Many years ago, when a person needed gasoline, an attendant at the service station would rush out to greet his customer. Wearing a neatly pressed uniform and hat, he would display a bright wide smile and proceed to fill up the tank, clean the windows, check the windshield wipers, and perhaps even hand out some Blue Chip stamps that would be redeemable later for a gift that someone would select from a catalogue. All of this was done for no extra charge.
That’s what I call going the extra mile, but those days are long gone. Or are they? I could write a book on all the miserable experiences I’ve endured as a consumer, and I’m sure you could too. Some businesses do “get it” though, and that’s encouraging. They treat their customers like royalty, with the mindset that the business needs the customer rather than vice versa, and they will do anything in their power to make sure you come back. Below are several examples I’ve encountered in the last month.
A representative from a Santa Monica car dealership called to remind me that the lease on my car would be up by early summer. She invited me in to look at the new cars that had arrived. This showed me that the representative and company she works for truly value me as a customer. Taking care of my transportation needs earlier rather than later helped me avoid a potentially stressful situation. I am grateful that they made my life much easier by having one less thing to worry about. Another lesson in this example is that I appreciated being treated like a person, and not like a money machine.
I met a friend at a busy restaurant in West Hollywood, where we had a reservation. We’d expected a great table. Unfortunately, we were seated next to a drafty door. Sensing our disappointment and discomfort, our server surprised us by bringing out a free appetizer, which made us feel special. She didn’t have to do that. This also demonstrated that the restaurant was thinking ahead because they had anticipated the people who were seated at this table might be unhappy. Anticipation is a big part of customer service.
When I called Time Warner in Los Angeles to find out why their On Demand service wasn’t working, I learned there was a power outage and was offered two free movies—just like that. I thought that was nice. Although I was somewhat inconvenienced, I really didn’t mind that much, but the fact that they immediately offered recourse really made me happy.

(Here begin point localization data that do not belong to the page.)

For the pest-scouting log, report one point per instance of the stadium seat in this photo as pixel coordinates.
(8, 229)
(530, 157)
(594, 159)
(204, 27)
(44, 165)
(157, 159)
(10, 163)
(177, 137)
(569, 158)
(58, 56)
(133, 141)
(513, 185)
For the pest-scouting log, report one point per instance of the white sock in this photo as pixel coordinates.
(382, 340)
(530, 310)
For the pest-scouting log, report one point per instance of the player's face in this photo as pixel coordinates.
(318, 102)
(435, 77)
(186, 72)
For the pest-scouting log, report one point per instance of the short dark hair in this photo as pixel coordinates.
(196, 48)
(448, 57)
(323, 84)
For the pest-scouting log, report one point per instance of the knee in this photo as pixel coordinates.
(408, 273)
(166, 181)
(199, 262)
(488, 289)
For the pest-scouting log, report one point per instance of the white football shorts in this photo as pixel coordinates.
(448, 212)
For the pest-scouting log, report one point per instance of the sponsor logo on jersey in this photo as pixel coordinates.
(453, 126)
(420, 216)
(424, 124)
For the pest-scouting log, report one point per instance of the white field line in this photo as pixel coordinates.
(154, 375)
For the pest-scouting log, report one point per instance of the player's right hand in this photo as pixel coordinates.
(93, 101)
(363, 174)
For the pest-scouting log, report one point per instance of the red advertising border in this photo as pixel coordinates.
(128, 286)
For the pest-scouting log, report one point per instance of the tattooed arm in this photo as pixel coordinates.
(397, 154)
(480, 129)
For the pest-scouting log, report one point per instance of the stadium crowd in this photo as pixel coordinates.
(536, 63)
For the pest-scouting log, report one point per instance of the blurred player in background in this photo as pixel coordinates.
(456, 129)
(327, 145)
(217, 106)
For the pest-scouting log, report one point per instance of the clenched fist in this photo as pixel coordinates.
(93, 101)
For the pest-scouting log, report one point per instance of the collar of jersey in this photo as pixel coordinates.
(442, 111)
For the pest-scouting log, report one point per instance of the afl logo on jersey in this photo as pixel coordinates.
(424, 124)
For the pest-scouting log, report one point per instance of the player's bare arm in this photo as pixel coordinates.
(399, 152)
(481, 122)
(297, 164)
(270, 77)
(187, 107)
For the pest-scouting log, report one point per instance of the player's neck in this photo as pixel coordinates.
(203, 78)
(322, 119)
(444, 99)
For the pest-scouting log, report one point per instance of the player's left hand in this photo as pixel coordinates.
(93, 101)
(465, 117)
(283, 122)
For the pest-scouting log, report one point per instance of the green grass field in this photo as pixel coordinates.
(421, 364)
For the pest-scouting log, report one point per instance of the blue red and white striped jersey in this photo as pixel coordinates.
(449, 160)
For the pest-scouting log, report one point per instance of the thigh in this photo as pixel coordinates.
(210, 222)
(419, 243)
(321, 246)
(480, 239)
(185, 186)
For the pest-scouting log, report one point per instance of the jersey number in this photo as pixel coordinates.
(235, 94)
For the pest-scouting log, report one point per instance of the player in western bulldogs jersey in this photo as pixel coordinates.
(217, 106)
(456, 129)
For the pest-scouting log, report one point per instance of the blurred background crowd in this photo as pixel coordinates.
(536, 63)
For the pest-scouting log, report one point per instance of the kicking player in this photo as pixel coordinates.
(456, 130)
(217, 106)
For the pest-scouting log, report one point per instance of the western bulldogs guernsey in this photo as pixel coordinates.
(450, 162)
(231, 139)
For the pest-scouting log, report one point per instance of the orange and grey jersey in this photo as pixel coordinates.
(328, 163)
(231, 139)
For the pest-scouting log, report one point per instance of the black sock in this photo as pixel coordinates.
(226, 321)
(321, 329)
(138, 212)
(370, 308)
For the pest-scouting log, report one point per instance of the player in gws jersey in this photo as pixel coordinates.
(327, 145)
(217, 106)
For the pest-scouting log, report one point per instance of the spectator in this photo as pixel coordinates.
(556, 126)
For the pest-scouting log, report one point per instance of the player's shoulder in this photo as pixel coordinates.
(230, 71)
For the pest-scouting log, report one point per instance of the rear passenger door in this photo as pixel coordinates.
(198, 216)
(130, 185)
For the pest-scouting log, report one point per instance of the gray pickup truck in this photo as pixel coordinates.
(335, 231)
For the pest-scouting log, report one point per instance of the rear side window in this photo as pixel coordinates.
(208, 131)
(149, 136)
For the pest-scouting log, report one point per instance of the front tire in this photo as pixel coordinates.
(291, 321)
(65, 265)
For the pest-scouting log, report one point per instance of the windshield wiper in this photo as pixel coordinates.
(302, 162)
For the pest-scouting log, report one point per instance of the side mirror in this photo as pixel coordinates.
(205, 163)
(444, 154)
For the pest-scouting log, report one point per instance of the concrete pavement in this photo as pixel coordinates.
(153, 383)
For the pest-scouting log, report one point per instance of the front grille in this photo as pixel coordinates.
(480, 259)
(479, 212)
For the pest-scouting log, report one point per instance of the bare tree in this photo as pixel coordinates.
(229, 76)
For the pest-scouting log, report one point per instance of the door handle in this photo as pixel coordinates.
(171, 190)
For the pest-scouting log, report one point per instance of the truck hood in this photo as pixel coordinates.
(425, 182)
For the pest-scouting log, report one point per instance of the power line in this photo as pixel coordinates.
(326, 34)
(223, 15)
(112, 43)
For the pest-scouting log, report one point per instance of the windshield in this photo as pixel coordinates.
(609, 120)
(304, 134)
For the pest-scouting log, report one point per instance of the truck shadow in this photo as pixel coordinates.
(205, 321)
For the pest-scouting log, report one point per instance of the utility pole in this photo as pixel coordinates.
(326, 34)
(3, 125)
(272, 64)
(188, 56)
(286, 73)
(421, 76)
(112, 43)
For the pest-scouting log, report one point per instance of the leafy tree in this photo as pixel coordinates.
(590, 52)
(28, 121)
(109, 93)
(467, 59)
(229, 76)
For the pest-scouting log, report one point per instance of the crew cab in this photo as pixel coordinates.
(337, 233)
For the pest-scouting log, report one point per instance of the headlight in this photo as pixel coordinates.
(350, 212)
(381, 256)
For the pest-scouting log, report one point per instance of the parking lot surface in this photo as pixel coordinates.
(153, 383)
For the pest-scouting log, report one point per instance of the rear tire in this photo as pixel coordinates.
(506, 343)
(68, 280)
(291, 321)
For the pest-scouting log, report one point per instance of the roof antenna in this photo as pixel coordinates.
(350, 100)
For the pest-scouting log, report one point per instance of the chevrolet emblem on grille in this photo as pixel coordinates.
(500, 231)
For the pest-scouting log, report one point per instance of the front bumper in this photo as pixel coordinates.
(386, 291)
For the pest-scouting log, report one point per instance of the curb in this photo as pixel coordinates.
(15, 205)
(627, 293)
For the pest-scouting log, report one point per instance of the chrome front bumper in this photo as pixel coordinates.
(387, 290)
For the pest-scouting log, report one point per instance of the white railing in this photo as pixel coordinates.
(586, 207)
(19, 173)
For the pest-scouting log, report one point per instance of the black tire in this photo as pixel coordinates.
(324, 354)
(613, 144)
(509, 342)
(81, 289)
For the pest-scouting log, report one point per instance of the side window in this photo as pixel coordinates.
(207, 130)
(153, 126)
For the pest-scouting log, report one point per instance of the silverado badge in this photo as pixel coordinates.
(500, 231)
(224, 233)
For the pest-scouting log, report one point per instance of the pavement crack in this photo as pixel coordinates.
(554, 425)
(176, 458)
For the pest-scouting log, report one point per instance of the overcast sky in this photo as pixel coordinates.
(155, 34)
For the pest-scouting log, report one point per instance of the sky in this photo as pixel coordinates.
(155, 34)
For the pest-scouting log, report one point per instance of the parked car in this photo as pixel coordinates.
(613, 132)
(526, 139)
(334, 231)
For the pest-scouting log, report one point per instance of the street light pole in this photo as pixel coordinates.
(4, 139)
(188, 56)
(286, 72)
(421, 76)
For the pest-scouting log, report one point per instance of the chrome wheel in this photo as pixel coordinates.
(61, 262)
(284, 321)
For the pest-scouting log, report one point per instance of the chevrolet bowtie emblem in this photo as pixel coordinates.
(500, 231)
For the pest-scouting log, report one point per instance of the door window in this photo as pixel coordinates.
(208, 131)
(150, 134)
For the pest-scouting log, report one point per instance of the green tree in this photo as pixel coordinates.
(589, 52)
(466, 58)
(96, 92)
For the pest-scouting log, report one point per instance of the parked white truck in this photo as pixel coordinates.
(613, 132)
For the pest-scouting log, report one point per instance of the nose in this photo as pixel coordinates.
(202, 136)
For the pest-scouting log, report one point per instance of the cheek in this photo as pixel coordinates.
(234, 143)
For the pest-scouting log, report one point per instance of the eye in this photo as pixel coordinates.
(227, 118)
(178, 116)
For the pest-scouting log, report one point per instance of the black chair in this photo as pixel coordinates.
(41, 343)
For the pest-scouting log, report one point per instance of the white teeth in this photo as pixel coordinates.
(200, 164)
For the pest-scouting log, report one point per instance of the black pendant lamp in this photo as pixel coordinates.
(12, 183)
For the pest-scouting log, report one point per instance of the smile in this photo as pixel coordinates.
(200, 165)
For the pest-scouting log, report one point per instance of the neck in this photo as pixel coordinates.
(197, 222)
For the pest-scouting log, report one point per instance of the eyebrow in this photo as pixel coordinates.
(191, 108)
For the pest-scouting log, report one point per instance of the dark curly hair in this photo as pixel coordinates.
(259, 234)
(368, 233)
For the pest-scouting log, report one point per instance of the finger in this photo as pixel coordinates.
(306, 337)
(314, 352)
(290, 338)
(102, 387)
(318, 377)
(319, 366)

I’ve said it before and I’ll say it again: the difference between retaining business versus losing business comes down to—now brace yourself—being nice and going above and beyond for your customers.
It’s easier said than done. A malaise seems to have settled over America. Perhaps it has something to do with our constant communication with each other by smartphones and how we forget to relate to one another in person. Or perhaps it’s as simple as being too self-absorbed, trying to achieve the American Dream. Either way, we’ve lost the human touch and need to regain it or risk losing business.
Business owners need to remind themselves and the people who work for them that the buck stops here when it comes to providing excellent customer service. After all, behavior affects the bottom line. We need to go the extra two miles.